Image by geralt via Pixabay.com

This existential question of what to be—at least digitally—when a business grows up is something we refer to as ‘digital maturity.’ And with all the transformation we are seeing in the world around us, it’s more important than ever that CRE executives figure out what kind of digitally mature organization they want to become, both now and in the years ahead.             

What do I mean by digital maturity? Our view is that digital capabilities, and accordingly, digital maturity can be divided into six distinct categories. Those are:

1. Technology Capabilities. Digital maturity isn’t exclusively about technology capabilities, although they are certainly a big part of the story. It’s just one category of six and describes the actual digital tools and technologies available to and deployed in the enterprise.

2. Work. This is about the way in which the work required to keep the enterprise running happens and especially about how well that work is enabled by or automated with tools and technologies.

3. Workforce. Digital maturity is also about who is actually doing the work and what digital capabilities or skills they have or need to perform their jobs.

4. Workplace. This refers to the physical environment in which work happens and how well-suited that environment is at a digital level to support work and facilitate connections and collaboration.

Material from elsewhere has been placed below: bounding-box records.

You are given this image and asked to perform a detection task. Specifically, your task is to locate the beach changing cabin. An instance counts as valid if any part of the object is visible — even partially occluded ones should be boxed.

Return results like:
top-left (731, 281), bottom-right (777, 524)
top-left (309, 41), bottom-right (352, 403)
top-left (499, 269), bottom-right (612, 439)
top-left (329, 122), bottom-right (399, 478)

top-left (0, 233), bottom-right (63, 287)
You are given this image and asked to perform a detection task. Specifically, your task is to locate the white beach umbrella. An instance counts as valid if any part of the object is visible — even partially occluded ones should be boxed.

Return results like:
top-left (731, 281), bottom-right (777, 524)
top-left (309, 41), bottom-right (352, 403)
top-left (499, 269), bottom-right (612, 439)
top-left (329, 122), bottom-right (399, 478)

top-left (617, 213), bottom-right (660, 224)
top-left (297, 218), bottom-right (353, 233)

5. Data Mastery. In a digitally mature organization, this describes the extent to which the data required to fuel processes, support decisions and gain insight is available, can be trusted and can be put to work to help run the business.

6. Digital Infrastructure. This is a foundational element focused on the technical infrastructure required to support digital capabilities, including how secure, flexible and suitable that infrastructure is to enable digital ambitions.

John D'Angelo

John D’Angelo

These six categories, some of which may be unexpected, constitute a framework for how CRE firms can measure their digital maturity. For each of these, where does your organization fall? And where do you ultimately want to land?

Answering these questions isn’t as simple as looking at what peers are doing and trying to keep pace with them. Digital maturity is not a one-size-fits-all proposition. What is right for a given company in a given real estate sector does not prescribe what is right for all such companies in that sector. Perhaps most important, is choosing a destination based on the value it will bring to your organization. What does moving the needle on digital enable you to do and what value does it bring that you don’t already drive today?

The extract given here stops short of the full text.